BACKGROUND AND AIMS:
A hallmark of inflammatory bowel disease [IBD] is chronic inflammation, which leads to excessive extracellular matrix [ECM] remodelling and release of specific protein fragments, called neoepitopes. We speculated that the biomarker profile panel for ulcerative colitis [UC] and Crohn's disease [CD] represent a heterogeneous expression pattern, and may be applied as a tool to aid in the differentiation between UC and CD.

METHODS:
Serum biomarkers of degraded collagens I, III-IV [C1M, C3M, and C4M], collagen type 1 and IV formation [P1NP, P4NP], and citrullinated and MMP-degraded vimentin [VICM] were studied with a competitive ELISA assay system in a cohort including 164 subjects [CD n = 72, UC n = 60, and non-IBD controls n = 32] and a validation cohort of 61 subjects [CD n = 46, and UC n = 15]. Receiver operating characteristic curve analysis and logistic regression modelling were carried out to evaluate the discriminative power of the biomarkers.

RESULTS:
All biomarkers were corrected for confounding factors.

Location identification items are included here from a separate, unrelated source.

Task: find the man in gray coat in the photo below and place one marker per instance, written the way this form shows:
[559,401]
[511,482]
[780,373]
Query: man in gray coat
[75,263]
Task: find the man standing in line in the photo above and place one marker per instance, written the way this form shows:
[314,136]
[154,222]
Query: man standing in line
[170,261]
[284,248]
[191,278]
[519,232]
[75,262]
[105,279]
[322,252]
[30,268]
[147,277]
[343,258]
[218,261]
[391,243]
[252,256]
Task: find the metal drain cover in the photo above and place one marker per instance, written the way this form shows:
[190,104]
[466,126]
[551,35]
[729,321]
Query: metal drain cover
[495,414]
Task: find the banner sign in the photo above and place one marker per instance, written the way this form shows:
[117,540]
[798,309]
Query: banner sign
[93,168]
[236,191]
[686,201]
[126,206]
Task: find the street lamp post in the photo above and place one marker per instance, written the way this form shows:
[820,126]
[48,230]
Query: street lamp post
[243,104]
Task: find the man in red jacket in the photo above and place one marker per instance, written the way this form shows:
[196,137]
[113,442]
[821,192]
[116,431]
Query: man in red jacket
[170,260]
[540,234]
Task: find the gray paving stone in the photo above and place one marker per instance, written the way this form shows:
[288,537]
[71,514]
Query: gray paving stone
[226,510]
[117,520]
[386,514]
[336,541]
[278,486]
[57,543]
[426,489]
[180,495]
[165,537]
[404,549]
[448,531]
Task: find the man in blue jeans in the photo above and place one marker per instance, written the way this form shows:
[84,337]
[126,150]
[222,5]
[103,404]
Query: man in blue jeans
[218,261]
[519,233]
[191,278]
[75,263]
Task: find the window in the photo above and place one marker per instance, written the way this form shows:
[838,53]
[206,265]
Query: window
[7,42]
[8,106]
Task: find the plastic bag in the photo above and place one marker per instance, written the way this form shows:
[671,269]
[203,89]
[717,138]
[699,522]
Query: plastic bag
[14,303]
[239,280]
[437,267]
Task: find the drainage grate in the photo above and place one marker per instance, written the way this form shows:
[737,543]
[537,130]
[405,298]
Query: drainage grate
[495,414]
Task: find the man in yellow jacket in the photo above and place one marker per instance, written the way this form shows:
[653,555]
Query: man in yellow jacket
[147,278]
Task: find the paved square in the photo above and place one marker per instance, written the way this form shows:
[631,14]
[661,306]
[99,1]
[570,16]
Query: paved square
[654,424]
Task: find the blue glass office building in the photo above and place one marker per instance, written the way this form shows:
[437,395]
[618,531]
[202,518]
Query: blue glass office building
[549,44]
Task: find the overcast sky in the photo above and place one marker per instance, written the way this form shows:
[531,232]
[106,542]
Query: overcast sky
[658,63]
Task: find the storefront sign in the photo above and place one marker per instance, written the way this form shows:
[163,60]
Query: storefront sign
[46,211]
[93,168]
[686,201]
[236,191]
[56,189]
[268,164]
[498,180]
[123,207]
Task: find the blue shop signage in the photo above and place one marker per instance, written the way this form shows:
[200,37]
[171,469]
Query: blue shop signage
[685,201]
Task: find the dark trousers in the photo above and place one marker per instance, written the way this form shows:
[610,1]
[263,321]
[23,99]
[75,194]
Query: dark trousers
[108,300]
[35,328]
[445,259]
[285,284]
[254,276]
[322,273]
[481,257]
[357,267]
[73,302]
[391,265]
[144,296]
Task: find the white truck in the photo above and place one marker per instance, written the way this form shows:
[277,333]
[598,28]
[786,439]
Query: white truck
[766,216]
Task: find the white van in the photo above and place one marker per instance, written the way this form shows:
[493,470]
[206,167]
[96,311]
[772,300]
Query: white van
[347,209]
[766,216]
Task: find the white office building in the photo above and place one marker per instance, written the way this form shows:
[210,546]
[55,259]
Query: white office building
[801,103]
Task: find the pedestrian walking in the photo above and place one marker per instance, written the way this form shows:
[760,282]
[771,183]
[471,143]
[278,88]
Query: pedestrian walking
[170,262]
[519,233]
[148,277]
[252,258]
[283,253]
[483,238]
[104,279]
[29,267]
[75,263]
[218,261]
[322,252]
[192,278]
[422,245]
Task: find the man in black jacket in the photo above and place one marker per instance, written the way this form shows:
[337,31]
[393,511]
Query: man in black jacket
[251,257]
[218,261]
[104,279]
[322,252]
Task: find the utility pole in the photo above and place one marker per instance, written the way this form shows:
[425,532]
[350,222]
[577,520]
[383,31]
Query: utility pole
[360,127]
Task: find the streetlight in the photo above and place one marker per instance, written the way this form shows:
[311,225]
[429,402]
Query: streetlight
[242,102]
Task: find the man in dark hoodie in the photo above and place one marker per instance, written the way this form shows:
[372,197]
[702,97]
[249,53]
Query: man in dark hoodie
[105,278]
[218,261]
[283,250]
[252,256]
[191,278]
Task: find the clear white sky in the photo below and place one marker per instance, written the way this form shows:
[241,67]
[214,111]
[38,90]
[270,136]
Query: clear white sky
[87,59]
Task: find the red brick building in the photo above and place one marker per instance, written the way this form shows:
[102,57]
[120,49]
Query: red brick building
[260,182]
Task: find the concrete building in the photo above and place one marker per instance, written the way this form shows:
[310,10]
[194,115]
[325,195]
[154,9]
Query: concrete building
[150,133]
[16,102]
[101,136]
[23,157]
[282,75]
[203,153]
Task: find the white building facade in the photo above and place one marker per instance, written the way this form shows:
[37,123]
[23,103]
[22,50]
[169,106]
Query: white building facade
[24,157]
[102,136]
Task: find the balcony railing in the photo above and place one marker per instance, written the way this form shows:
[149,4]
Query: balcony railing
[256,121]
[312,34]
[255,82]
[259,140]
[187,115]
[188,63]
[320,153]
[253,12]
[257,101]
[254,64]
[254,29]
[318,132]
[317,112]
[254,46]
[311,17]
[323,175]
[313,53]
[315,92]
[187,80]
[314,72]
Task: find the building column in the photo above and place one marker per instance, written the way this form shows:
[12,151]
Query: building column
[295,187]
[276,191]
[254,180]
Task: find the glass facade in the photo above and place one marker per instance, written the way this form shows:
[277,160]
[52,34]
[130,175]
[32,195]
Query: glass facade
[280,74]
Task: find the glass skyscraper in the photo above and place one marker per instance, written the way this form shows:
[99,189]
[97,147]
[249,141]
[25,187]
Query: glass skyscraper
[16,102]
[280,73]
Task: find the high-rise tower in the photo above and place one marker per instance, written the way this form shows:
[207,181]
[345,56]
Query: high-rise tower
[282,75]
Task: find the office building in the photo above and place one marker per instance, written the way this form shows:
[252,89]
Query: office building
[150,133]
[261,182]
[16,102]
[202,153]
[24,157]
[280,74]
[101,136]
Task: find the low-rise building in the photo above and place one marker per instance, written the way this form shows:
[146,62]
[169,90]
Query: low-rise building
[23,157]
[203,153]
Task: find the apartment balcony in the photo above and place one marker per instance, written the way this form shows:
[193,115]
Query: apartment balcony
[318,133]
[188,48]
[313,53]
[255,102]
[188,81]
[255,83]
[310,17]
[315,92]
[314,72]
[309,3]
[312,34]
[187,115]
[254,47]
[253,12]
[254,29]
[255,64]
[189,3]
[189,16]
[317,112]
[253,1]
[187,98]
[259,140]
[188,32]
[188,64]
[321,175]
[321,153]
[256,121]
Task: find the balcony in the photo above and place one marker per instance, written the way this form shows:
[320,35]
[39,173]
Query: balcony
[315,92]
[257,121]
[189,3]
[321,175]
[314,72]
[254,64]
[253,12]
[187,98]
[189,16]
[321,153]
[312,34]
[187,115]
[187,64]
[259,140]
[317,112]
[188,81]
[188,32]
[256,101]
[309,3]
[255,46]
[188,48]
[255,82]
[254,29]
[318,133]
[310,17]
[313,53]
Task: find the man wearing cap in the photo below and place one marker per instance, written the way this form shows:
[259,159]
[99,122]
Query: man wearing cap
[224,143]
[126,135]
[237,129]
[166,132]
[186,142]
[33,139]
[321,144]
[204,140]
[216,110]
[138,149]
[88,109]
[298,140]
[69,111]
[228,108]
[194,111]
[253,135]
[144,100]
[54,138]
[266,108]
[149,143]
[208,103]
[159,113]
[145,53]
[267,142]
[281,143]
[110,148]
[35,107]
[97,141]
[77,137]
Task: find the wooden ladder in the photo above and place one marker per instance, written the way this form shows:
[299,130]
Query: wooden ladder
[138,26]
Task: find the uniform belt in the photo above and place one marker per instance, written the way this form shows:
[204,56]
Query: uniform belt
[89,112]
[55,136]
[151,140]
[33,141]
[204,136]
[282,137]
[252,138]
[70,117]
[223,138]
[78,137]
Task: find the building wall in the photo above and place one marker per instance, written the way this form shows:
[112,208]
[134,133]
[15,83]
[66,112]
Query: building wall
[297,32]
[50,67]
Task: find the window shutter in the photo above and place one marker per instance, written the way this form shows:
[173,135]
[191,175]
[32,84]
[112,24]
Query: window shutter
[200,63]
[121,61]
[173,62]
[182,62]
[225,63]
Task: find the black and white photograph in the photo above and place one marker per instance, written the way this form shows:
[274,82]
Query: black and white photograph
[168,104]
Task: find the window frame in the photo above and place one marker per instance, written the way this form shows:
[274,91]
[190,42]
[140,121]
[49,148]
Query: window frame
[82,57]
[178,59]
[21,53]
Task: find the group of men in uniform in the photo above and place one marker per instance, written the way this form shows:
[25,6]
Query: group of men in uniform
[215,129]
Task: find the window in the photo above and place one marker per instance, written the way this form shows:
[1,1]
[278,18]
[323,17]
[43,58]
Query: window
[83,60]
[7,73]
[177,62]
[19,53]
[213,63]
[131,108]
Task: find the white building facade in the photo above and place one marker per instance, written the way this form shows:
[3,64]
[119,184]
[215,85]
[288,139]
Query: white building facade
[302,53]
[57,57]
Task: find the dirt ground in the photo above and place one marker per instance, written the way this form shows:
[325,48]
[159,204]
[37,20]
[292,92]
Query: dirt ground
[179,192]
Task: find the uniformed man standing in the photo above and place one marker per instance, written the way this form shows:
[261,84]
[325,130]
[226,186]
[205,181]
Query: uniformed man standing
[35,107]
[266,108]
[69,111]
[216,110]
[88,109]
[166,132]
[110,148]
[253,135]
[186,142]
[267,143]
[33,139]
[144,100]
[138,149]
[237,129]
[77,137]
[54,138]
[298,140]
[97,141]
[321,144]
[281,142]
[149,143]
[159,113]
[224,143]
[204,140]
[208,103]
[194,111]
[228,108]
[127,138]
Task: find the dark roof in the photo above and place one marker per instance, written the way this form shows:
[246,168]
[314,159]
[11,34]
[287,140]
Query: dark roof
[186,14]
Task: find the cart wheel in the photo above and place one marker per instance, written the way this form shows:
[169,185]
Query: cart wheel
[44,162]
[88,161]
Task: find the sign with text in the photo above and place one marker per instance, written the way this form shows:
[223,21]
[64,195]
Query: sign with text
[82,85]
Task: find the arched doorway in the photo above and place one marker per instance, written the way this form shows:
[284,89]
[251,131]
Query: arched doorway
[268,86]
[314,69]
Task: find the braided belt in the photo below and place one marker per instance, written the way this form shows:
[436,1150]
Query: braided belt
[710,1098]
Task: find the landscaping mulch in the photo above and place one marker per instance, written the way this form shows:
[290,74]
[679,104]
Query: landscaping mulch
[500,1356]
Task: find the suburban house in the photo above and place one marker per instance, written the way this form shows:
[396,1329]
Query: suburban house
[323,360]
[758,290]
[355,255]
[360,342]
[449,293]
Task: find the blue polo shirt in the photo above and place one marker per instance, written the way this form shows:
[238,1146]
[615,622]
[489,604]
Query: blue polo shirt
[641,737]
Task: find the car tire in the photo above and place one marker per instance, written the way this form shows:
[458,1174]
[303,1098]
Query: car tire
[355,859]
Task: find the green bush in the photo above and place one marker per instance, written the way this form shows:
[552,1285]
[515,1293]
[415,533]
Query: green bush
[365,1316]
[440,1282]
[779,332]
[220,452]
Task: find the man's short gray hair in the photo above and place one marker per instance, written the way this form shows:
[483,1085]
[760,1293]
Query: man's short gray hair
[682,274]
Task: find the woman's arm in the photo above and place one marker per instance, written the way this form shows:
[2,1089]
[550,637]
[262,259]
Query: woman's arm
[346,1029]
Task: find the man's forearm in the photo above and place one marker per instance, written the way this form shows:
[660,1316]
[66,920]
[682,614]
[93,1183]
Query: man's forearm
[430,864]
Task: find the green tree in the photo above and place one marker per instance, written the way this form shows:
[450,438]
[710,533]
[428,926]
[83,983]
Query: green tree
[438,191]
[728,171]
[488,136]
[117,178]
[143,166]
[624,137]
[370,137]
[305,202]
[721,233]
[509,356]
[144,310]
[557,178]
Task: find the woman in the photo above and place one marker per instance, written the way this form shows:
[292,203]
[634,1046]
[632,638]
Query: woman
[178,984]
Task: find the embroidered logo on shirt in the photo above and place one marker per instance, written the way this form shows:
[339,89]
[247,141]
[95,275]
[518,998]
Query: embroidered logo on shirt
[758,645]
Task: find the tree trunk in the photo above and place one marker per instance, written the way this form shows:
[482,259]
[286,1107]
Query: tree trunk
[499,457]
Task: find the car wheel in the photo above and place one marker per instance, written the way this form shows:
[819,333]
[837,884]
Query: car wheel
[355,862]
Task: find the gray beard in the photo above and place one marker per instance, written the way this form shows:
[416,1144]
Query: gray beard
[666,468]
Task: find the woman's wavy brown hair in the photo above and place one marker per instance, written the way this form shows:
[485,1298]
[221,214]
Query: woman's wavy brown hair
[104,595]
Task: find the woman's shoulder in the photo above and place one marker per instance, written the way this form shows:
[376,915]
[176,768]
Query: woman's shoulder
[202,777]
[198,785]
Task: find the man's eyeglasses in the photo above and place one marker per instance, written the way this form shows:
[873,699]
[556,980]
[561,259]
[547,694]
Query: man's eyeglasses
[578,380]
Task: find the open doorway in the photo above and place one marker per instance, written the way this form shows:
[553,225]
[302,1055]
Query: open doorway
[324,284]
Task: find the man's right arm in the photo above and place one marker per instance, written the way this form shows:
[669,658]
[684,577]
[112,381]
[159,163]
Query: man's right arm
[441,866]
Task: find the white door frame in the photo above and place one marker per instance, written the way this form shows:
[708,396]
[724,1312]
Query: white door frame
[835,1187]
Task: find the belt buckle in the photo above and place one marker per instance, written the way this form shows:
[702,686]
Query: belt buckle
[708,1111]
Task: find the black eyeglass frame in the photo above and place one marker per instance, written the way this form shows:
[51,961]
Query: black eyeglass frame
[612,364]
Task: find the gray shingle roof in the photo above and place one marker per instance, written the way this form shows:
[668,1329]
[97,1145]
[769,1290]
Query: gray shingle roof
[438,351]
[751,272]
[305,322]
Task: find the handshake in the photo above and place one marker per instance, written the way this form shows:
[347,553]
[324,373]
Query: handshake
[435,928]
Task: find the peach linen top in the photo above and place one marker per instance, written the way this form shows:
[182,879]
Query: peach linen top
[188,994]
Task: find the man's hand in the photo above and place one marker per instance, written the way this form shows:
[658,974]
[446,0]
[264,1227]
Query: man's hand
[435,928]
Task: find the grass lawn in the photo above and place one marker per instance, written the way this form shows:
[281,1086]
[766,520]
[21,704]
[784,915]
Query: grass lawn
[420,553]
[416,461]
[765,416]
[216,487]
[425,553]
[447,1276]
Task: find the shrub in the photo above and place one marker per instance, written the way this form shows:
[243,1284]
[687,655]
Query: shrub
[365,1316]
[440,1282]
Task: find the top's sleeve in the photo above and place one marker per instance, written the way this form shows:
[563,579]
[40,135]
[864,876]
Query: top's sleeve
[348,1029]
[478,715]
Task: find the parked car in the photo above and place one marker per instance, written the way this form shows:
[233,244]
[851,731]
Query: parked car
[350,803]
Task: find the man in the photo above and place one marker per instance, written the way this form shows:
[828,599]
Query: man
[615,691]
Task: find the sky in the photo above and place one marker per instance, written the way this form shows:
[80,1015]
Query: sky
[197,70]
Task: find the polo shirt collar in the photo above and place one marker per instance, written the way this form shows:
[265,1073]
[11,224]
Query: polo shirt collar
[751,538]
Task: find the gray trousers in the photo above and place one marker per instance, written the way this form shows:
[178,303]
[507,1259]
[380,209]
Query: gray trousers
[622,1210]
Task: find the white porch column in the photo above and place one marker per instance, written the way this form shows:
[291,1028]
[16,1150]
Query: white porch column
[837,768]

VICM and C3M demonstrated the highest diagnostic power, alone, to differentiate CD from UC with an area under the curve [AUC] of 0.77 and 0.69, respectively. Furthermore, the biomarkers C1M [AUC = 0.81], C3M [AUC = 0.83], VICM [AUC = 0.83], and P1NP [AUC = 0.77] were best to differentiate UC from non-IBD. The best combinations of biomarkers to differentiate CD from UC and UC from non-IBD were VICM, C3M, C4M [AUC = 0.90] and VICM, C3M [AUC = 0.98] respectively.

CONCLUSIONS:
Specific extracellular matrix degradation markers are elevated in IBD and can discriminate CD from UC and UC from non-IBD controls with a high diagnostic accuracy.